CINCINNATI -- When Ann Elizabeth Sullivan went into surgery to have a tumor removed from her breast, her doctor predicted it would be fast and non-invasive.
Eight hours later, she came off the table minus one breast and 28 lymph nodes, a surgical drain implanted in one side to collect fluid accumulating where her tumor had been.
She was bald, weak and uncomfortable, she said -- and the only clothes that could accommodate her new attachment were bath robes and men's button-up shirts. Her husband had to help her wrap up the tubes and pin them to the inside of the garments.
"I felt ill; I didn't feel like myself," Sullivan said. "I had tons of bandages, and it was just a very uncomfortable time. … Even 15 years out, it's that fresh in my mind."
While Sullivan was struggling through a difficult recovery, her 9-year-old daughter was watching. Megan Sullivan knew when she was accepted into the University of Cincinnati's College of Design, Architecture, Art and Planning that she wanted to do something to help breast cancer survivors who returned home from the hospital and discovered their old clothes weren't made for their post-surgical bodies.
"I wanted to know that the things I was designing were making a difference in society or filling some need," she said. "My mom having gone through (breast cancer), there was no other, better fit for me for something that hit so close to home."
Her fashion line, With Grace B. Bold, was financed via Kickstarter and designed with the wearer's convenience in mind. The first garment, a wrap shirt with a draped cowl neck and built-in drain pocket, is named the Ann Elizabeth after her mother. The second, the Eileen, omits the drain pocket but retains its graceful drape and ease of use. It's ready to go with a tie of one bow and a snap of one button, and the wearer doesn't have to pull anything over their head.

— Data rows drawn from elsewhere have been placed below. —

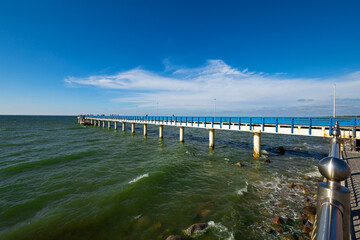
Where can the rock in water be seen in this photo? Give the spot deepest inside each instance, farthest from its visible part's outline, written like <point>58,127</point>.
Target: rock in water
<point>310,212</point>
<point>194,229</point>
<point>277,220</point>
<point>175,237</point>
<point>287,237</point>
<point>239,164</point>
<point>280,150</point>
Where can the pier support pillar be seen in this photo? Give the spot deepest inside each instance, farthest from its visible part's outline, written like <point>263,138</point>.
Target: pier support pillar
<point>145,129</point>
<point>133,127</point>
<point>211,138</point>
<point>181,134</point>
<point>257,144</point>
<point>161,131</point>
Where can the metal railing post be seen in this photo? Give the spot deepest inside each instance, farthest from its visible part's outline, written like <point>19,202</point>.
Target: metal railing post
<point>333,200</point>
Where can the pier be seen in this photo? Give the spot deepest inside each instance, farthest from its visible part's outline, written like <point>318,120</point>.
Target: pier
<point>315,127</point>
<point>338,198</point>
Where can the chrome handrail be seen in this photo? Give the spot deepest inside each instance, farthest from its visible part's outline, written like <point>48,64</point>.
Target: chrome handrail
<point>333,200</point>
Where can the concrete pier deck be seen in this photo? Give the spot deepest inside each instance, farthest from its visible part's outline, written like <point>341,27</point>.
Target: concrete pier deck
<point>353,183</point>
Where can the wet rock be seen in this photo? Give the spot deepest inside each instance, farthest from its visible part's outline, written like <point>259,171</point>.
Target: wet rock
<point>281,206</point>
<point>302,219</point>
<point>286,237</point>
<point>194,229</point>
<point>306,230</point>
<point>205,212</point>
<point>291,185</point>
<point>239,164</point>
<point>280,150</point>
<point>277,220</point>
<point>310,212</point>
<point>175,237</point>
<point>289,221</point>
<point>155,226</point>
<point>278,228</point>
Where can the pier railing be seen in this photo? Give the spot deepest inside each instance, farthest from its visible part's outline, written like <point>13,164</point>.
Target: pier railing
<point>333,200</point>
<point>350,123</point>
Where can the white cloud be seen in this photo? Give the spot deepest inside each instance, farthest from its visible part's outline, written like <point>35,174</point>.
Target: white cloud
<point>237,91</point>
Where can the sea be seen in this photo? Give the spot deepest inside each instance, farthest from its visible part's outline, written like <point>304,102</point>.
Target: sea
<point>62,180</point>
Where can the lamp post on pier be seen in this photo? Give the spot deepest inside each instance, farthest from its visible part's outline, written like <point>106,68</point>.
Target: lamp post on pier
<point>214,108</point>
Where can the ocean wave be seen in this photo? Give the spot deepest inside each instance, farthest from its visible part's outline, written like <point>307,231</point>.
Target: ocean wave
<point>221,231</point>
<point>138,178</point>
<point>243,190</point>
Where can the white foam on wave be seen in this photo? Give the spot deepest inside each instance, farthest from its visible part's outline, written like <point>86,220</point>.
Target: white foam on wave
<point>243,190</point>
<point>314,172</point>
<point>264,152</point>
<point>138,178</point>
<point>221,231</point>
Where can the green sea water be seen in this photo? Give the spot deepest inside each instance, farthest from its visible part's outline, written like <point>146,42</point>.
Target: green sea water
<point>61,180</point>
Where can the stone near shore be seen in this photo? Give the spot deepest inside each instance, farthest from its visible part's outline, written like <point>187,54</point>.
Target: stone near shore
<point>239,164</point>
<point>287,237</point>
<point>280,150</point>
<point>175,237</point>
<point>194,229</point>
<point>277,220</point>
<point>310,212</point>
<point>291,185</point>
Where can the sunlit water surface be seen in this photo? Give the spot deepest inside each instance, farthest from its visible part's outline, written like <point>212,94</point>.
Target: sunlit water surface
<point>60,180</point>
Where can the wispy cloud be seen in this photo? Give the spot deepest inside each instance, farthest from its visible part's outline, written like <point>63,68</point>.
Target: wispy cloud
<point>237,91</point>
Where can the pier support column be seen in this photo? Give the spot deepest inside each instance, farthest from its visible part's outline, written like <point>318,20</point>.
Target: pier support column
<point>145,129</point>
<point>133,127</point>
<point>257,144</point>
<point>211,138</point>
<point>181,134</point>
<point>161,131</point>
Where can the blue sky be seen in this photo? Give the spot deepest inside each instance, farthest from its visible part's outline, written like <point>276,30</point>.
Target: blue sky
<point>257,58</point>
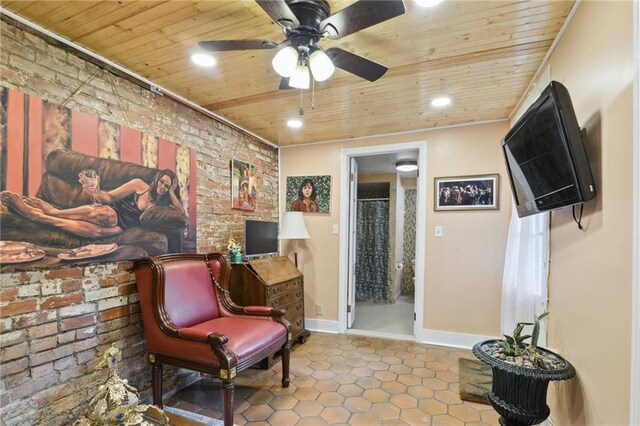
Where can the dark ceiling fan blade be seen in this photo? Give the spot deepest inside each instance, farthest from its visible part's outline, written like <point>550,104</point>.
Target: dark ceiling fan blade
<point>280,12</point>
<point>284,84</point>
<point>227,45</point>
<point>355,64</point>
<point>360,15</point>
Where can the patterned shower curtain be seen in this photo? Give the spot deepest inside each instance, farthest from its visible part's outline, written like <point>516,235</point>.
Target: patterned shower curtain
<point>373,281</point>
<point>409,242</point>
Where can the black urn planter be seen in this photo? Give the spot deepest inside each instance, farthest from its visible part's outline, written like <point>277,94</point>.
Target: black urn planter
<point>519,394</point>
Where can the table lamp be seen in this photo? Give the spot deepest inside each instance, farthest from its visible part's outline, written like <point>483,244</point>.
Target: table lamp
<point>293,229</point>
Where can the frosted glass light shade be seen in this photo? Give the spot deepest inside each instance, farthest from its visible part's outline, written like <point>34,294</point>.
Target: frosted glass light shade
<point>300,78</point>
<point>293,227</point>
<point>321,66</point>
<point>285,61</point>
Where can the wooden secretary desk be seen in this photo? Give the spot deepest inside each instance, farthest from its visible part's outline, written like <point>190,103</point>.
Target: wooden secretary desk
<point>274,282</point>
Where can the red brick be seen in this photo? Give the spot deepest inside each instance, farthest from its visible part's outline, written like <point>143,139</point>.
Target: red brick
<point>18,307</point>
<point>71,285</point>
<point>127,289</point>
<point>58,301</point>
<point>43,330</point>
<point>77,322</point>
<point>107,281</point>
<point>63,274</point>
<point>8,294</point>
<point>119,312</point>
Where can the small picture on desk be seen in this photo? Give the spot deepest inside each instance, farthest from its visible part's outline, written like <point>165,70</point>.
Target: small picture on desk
<point>62,205</point>
<point>309,194</point>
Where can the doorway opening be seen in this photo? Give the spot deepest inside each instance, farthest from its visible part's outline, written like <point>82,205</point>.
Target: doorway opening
<point>382,246</point>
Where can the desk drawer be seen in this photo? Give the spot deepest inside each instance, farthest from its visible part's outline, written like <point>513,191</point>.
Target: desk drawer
<point>276,290</point>
<point>285,299</point>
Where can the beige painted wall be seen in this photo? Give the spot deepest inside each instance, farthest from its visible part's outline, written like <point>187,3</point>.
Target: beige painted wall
<point>463,269</point>
<point>590,272</point>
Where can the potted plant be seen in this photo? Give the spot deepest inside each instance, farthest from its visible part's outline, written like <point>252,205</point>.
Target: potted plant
<point>521,375</point>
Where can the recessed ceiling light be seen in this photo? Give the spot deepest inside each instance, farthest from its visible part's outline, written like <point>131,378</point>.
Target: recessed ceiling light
<point>407,166</point>
<point>294,123</point>
<point>442,101</point>
<point>427,3</point>
<point>203,59</point>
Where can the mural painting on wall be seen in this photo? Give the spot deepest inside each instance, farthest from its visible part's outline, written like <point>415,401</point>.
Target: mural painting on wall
<point>243,185</point>
<point>309,194</point>
<point>76,188</point>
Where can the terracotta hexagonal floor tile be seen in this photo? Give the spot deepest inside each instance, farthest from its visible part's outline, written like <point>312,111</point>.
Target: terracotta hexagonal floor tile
<point>420,392</point>
<point>284,402</point>
<point>333,415</point>
<point>403,401</point>
<point>283,418</point>
<point>327,385</point>
<point>435,384</point>
<point>409,379</point>
<point>432,406</point>
<point>447,397</point>
<point>331,399</point>
<point>415,416</point>
<point>385,376</point>
<point>368,383</point>
<point>349,390</point>
<point>385,410</point>
<point>311,421</point>
<point>464,413</point>
<point>445,420</point>
<point>257,413</point>
<point>357,404</point>
<point>306,394</point>
<point>376,395</point>
<point>394,387</point>
<point>308,408</point>
<point>363,419</point>
<point>260,397</point>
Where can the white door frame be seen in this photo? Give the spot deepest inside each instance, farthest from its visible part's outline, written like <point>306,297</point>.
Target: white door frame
<point>421,217</point>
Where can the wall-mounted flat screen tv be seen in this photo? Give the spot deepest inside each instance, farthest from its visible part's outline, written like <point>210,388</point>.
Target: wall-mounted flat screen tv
<point>260,238</point>
<point>546,159</point>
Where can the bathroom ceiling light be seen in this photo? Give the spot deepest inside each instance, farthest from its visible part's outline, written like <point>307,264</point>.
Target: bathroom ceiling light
<point>407,166</point>
<point>294,123</point>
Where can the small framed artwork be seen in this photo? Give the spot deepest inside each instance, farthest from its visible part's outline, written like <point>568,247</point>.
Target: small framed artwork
<point>478,192</point>
<point>243,185</point>
<point>309,194</point>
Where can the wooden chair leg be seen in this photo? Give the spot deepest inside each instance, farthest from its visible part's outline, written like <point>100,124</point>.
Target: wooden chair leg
<point>286,352</point>
<point>156,383</point>
<point>227,403</point>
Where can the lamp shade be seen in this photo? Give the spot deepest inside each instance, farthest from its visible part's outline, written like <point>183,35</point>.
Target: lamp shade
<point>293,227</point>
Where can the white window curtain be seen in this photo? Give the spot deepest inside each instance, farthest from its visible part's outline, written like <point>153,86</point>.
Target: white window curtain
<point>524,283</point>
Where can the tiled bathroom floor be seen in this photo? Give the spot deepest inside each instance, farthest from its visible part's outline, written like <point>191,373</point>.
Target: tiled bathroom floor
<point>348,380</point>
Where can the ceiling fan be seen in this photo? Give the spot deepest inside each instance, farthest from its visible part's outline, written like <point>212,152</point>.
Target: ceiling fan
<point>305,23</point>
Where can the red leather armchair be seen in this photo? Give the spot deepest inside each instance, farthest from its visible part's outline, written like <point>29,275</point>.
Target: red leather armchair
<point>190,322</point>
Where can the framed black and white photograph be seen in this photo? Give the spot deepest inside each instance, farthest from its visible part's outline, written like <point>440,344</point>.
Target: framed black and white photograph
<point>478,192</point>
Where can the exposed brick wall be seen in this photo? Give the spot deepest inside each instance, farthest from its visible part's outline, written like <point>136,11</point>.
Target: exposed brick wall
<point>55,324</point>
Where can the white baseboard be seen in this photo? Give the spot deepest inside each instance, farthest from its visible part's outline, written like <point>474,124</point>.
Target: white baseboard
<point>324,326</point>
<point>446,338</point>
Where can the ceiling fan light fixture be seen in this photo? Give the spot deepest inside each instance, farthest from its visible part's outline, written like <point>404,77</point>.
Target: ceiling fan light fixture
<point>407,166</point>
<point>285,61</point>
<point>321,66</point>
<point>203,59</point>
<point>300,78</point>
<point>294,123</point>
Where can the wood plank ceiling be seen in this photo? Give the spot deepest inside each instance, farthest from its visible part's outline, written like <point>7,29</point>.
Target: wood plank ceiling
<point>482,54</point>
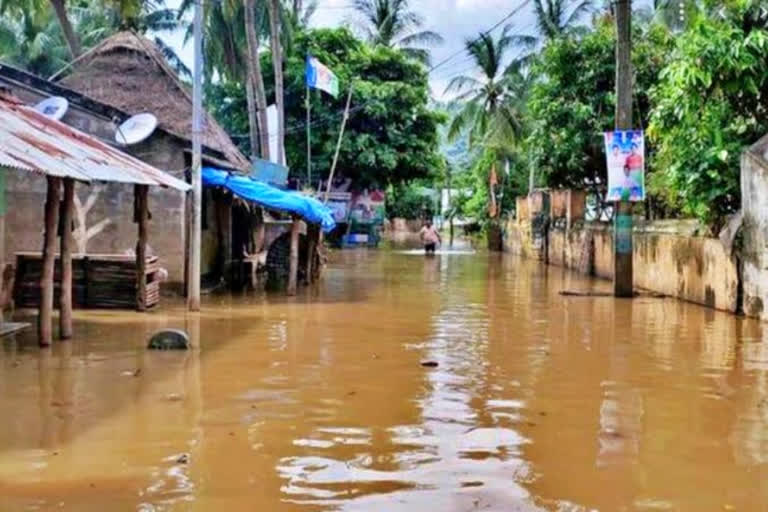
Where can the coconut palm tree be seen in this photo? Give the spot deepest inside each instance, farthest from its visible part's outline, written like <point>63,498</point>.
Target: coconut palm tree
<point>490,102</point>
<point>36,10</point>
<point>555,17</point>
<point>391,23</point>
<point>32,42</point>
<point>256,93</point>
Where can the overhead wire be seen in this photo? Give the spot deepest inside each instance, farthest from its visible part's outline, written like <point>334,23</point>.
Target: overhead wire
<point>335,116</point>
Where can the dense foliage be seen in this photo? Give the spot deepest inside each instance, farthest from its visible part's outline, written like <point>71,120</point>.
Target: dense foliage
<point>410,201</point>
<point>573,101</point>
<point>391,134</point>
<point>709,104</point>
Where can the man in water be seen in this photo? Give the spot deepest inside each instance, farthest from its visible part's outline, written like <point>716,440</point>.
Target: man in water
<point>429,237</point>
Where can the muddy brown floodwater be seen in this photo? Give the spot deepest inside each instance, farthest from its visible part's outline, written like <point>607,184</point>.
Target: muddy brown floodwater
<point>321,403</point>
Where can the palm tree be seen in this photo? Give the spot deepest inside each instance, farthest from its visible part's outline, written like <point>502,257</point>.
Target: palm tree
<point>556,17</point>
<point>391,23</point>
<point>490,105</point>
<point>300,13</point>
<point>256,93</point>
<point>35,10</point>
<point>32,42</point>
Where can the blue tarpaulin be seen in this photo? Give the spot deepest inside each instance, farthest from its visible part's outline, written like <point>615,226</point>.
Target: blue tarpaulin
<point>309,208</point>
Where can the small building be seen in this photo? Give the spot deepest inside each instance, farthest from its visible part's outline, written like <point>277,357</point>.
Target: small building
<point>124,75</point>
<point>36,145</point>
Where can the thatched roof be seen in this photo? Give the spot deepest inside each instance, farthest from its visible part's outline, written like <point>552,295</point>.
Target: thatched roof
<point>129,72</point>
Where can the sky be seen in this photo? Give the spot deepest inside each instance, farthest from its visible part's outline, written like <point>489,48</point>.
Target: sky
<point>455,20</point>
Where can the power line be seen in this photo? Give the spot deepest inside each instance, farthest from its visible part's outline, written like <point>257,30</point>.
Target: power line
<point>497,25</point>
<point>334,116</point>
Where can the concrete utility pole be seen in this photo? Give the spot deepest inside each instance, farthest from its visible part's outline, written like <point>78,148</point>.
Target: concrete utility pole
<point>622,230</point>
<point>193,295</point>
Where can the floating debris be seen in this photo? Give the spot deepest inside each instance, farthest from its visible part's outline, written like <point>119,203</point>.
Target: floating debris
<point>169,339</point>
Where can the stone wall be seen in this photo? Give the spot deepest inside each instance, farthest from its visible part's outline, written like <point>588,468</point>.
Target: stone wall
<point>754,195</point>
<point>667,258</point>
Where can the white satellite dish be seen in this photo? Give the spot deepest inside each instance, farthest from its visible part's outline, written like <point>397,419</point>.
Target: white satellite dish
<point>54,107</point>
<point>135,129</point>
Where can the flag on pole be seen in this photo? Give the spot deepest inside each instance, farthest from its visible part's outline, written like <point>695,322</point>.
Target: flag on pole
<point>320,77</point>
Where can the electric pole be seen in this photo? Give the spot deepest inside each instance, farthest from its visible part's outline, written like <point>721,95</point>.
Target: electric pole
<point>193,295</point>
<point>622,229</point>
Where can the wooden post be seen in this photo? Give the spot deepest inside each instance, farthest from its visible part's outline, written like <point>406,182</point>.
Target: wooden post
<point>65,297</point>
<point>294,258</point>
<point>45,314</point>
<point>141,217</point>
<point>312,235</point>
<point>622,230</point>
<point>338,146</point>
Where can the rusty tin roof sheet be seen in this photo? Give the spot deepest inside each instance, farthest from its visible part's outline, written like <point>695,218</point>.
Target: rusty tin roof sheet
<point>32,142</point>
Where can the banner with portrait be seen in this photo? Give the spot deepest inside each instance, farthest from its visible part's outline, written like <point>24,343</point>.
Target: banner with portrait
<point>625,158</point>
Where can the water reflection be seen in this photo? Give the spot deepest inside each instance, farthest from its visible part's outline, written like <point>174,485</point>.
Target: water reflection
<point>320,402</point>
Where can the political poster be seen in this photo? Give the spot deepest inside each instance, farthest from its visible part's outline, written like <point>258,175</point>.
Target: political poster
<point>625,158</point>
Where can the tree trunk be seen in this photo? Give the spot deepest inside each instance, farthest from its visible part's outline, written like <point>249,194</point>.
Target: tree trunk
<point>277,64</point>
<point>65,298</point>
<point>293,269</point>
<point>253,119</point>
<point>45,314</point>
<point>73,42</point>
<point>257,79</point>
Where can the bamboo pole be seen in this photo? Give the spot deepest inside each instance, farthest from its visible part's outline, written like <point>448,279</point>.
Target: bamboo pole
<point>193,287</point>
<point>294,258</point>
<point>141,193</point>
<point>65,297</point>
<point>312,235</point>
<point>338,146</point>
<point>45,314</point>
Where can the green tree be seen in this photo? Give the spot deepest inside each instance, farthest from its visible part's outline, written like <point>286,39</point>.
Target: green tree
<point>709,104</point>
<point>572,101</point>
<point>391,23</point>
<point>32,42</point>
<point>489,106</point>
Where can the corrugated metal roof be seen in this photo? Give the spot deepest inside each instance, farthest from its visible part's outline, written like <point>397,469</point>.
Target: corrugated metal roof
<point>32,142</point>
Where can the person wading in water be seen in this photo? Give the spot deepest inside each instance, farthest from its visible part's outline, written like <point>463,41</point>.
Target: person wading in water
<point>429,237</point>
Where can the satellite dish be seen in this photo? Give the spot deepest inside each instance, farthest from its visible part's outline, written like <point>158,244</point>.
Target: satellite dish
<point>135,129</point>
<point>54,107</point>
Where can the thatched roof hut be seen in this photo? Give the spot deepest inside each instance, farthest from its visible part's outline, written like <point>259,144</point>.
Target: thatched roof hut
<point>129,72</point>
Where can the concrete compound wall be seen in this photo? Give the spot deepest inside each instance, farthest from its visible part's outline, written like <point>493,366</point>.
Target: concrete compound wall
<point>677,264</point>
<point>754,193</point>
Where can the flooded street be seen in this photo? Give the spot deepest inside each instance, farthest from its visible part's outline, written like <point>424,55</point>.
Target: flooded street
<point>321,402</point>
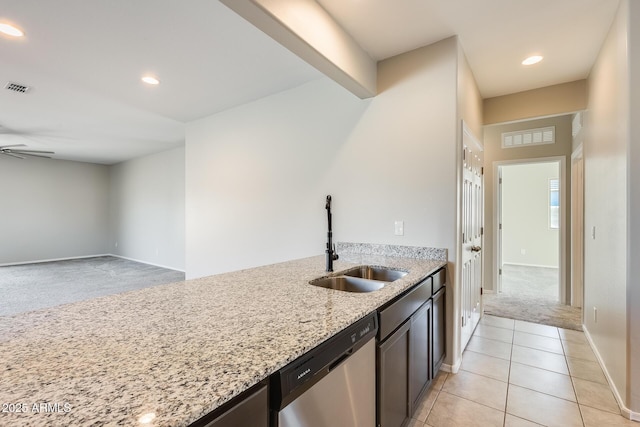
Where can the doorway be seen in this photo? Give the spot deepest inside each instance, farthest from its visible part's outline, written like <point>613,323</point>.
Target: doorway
<point>529,230</point>
<point>540,293</point>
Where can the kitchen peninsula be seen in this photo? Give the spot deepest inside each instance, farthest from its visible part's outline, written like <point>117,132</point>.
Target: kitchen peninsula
<point>173,353</point>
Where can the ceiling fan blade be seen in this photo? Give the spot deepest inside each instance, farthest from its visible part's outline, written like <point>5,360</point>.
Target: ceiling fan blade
<point>31,151</point>
<point>12,155</point>
<point>22,153</point>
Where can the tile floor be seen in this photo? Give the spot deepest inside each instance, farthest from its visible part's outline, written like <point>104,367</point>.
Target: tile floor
<point>517,373</point>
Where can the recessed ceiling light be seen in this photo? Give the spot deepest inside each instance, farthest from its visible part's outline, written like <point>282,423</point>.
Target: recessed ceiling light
<point>150,80</point>
<point>532,60</point>
<point>10,30</point>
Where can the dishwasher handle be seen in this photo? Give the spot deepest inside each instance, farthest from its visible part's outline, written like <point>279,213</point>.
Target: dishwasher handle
<point>299,375</point>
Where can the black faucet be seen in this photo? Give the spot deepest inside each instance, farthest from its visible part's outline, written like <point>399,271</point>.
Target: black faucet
<point>331,247</point>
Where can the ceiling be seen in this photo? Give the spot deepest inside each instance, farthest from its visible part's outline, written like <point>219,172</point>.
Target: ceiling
<point>83,60</point>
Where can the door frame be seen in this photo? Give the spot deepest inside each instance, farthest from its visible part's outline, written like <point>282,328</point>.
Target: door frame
<point>497,255</point>
<point>577,228</point>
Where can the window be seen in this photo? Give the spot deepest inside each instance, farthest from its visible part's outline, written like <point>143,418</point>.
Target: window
<point>554,203</point>
<point>525,138</point>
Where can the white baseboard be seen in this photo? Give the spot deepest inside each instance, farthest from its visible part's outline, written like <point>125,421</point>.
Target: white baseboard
<point>451,368</point>
<point>39,261</point>
<point>626,412</point>
<point>146,262</point>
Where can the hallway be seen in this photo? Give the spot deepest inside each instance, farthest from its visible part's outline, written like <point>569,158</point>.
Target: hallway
<point>531,294</point>
<point>516,373</point>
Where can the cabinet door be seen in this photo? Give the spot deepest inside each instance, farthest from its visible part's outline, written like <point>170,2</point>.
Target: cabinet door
<point>438,330</point>
<point>420,359</point>
<point>393,387</point>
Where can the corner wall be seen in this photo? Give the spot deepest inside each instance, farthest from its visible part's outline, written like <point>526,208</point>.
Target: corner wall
<point>52,209</point>
<point>606,185</point>
<point>257,175</point>
<point>147,209</point>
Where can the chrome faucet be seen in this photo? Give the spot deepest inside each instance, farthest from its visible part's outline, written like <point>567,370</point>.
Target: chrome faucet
<point>331,247</point>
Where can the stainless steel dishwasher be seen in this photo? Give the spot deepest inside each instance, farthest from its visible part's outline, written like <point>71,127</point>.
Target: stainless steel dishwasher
<point>333,385</point>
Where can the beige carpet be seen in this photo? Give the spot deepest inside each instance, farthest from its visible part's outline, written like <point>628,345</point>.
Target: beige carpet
<point>533,310</point>
<point>531,294</point>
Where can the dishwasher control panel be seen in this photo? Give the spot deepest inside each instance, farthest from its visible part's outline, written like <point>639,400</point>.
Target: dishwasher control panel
<point>290,381</point>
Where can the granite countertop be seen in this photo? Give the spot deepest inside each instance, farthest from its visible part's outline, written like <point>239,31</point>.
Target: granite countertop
<point>178,351</point>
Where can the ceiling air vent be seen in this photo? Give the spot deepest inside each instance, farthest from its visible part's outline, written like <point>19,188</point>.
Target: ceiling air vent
<point>16,87</point>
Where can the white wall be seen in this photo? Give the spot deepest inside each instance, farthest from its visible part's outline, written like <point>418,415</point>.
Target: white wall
<point>52,209</point>
<point>606,206</point>
<point>633,216</point>
<point>525,215</point>
<point>257,175</point>
<point>147,209</point>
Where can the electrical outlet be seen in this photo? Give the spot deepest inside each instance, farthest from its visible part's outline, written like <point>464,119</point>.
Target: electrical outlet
<point>399,228</point>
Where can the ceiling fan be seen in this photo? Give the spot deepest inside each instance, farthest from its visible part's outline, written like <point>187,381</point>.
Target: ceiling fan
<point>10,150</point>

Ann Sullivan said she "never dreamed" Megan remembered as much of her cancer treatment as she did, but she was overwhelmed by what her daughter created.
"After all the chemo and radiation and being bald … It really takes its toll on your femininity and your identity as a woman," she said. "If I'd known that I had something as useful and beautiful as that to go through that difficult time, it would've made everything much easier."
With Grace B. Bold is currently delivering rewards to Kickstarter backers, meaning the Ann Elizabeth and the Eileen won't be available for mainstream consumers to purchase until around summer 2018. In the meantime, Sullivan said she plans to concentrate on launching the brand's website and fulfilling the promises she made to her earliest customers. Her story led her to create With Grace B. Bold; theirs led them to her, hoping for help.
"I can't put into words what that means to me," she said. "I'm personally connecting with people who have gone through this or know someone who's been through this, and that's a very, very personal thing to share with someone."